Cette stabilité est d’autant plus remarquable, notent Rémy Leveau et Abdellah Hammoudi, que les monarchies du Proche-Orient - à l’inverse de celle du Maroc - sont de création récente. Elles sont nées au lendemain de la Grande Guerre de la volonté des Anglais de remodeler à leur convenance l’ancien Empire ottoman. C’était a priori de mauvais augure. Pourtant, la montée du nationalisme arabe au sortir de la seconde guerre mondiale, conduite par une nouvelle génération d’enseignants et d’officiers, n’a pas eu raison de monarchies qui semblaient bâties sur du sable. Elles ont passé l’épreuve du feu contre tous les pronostics, comme elles feront mentir ceux qui, au début des années 1960, classaient les rois parmi les "élites déclinantes". "Qu’ils résistent au changement ou qu’ils prennent la tête de la modernisation, les monarques sont condamnés, aux yeux des penseurs de l’époque, rappellent MM. Leveau et Hammoudi. Ils ne peuvent prétendre bâtir des institutions efficaces, et leur alliance avec l’Occident contribue à miner leur pouvoir."
L’histoire a pris une autre direction et, par un retournement inattendu, le bilan des monarchies ne cesse d’être réévalué. "Elles ne paraissent pas à la longue plus malhabiles que les régimes autoritaires dans la gestion du développement. Elles peuvent même, du fait de leurs liens avec l’extérieur, valoriser la capacité du pays à capter les rentes et les soutiens politiques", font valoir les deux universitaires, pour qui elles "ne sont pas forcément les moins bien armées pour répondre aux défis engendrés par les transformations sociales et idéologiques qui voient aujourd’hui les islamistes reprendre, sous une autre forme, l’héritage du nationalisme arabe".
L’EXCEPTION MAROCAINE
Abondamment traité dans la revue, le Maroc est un condensé des monarchies arabes. Le pouvoir y est d’essence religieuse, et le roi, descendant du Prophète, "contrôle pleinement l’univers religieux", observe Malika Zeghal, du CNRS. Cette appropriation n’a pas empêché la contestation violente sous Hassan II, mais elle a bénéficié à son fils, Mohammed VI. "Le titre de commandeur des croyants est maintenant évoqué par des militants islamistes ou par des personnes sans appartenance politique qui soulignent la dimension religieuse de la légitimité de la monarchie", affirme Mounia Bennani-Chraibi, pour qui la monarchie chérifienne est devenue une "valeur refuge". "La monarchie, écrit l’universitaire en s’appuyant sur des enquêtes sociologiques, émerge comme une garantie de stabilité, voire de bien-être, comparativement aux autres pays arabes et musulmans."

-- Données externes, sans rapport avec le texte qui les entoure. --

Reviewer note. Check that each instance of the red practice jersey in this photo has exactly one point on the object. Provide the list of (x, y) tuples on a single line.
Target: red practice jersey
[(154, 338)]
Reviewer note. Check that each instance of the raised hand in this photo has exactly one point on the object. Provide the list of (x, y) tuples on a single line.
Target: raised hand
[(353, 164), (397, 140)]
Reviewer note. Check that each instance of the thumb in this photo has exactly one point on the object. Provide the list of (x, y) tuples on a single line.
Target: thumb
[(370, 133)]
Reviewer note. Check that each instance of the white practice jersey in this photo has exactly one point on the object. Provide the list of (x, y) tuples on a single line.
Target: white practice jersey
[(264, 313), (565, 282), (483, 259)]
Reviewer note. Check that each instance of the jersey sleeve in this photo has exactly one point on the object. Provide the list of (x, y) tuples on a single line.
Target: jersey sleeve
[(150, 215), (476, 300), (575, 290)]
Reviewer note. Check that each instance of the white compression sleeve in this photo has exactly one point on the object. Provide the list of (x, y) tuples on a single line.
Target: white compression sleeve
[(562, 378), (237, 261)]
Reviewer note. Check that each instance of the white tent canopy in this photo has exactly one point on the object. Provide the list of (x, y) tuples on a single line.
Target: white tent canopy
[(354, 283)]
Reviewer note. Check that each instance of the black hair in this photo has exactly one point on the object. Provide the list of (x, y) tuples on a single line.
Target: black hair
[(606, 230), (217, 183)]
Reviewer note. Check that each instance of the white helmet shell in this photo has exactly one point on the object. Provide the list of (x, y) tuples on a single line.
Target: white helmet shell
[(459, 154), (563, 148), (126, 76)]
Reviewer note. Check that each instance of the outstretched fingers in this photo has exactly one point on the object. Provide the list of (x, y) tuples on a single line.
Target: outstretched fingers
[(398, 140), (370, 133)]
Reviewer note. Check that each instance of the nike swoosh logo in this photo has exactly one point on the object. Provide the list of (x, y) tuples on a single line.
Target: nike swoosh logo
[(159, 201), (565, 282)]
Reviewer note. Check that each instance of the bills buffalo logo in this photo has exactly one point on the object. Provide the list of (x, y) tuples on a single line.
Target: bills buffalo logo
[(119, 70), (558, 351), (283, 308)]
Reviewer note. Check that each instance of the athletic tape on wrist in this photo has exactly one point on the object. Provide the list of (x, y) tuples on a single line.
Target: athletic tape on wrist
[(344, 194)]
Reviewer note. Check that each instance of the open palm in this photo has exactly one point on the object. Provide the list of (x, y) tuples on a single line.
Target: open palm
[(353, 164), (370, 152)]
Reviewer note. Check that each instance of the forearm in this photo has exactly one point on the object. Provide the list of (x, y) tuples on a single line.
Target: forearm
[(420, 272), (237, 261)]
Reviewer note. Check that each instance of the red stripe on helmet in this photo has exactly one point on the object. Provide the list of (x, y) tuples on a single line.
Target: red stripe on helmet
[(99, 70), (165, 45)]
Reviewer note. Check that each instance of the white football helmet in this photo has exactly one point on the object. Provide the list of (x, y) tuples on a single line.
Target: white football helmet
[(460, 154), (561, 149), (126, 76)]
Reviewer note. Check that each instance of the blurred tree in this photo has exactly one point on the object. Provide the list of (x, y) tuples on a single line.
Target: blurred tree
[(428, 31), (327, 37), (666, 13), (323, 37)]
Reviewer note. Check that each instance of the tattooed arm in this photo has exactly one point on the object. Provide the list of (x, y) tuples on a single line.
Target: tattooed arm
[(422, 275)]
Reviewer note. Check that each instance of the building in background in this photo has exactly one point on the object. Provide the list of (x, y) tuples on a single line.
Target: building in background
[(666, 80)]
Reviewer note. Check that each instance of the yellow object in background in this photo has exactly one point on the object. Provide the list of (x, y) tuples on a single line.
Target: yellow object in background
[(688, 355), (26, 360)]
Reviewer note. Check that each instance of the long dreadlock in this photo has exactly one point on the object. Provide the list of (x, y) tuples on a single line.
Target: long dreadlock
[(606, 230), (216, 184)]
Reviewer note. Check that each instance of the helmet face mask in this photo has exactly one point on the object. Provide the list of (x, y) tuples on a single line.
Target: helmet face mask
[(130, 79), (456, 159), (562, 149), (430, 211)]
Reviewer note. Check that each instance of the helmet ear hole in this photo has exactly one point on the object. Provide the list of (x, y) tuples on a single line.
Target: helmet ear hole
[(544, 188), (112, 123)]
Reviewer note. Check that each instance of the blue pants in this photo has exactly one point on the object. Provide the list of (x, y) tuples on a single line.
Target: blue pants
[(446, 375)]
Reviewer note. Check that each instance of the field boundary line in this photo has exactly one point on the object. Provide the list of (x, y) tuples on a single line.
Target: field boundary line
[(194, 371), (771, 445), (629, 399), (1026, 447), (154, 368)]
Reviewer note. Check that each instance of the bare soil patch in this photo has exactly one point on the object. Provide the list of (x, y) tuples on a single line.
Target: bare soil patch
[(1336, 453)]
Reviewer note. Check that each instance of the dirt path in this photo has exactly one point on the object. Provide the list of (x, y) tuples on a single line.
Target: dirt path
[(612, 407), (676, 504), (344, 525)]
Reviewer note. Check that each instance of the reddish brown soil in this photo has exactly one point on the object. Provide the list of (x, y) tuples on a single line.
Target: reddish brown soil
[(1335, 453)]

Plusieurs chefs d’Etat héritiers des coups de force militaires des années 1960 sont parvenus au même constat. Au soir de leur vie, ils n’ont eu de cesse de préparer leur succession au profit de leur progéniture. Ce fut le cas - avec succès - du président syrien Assad. Le numéro un libyen et son homologue égyptien paraissent prêts à lui emboîter le pas. "Cette dérive, conclut Philippe Droz-Vincent, constitue un symbole de l’affaiblissement extrême des régimes politiques arabes. La dérive monarchique de certains n’est pas l’indication d’un dynamisme retrouvé par ce biais -mais- l’indice d’un affadissement des régimes".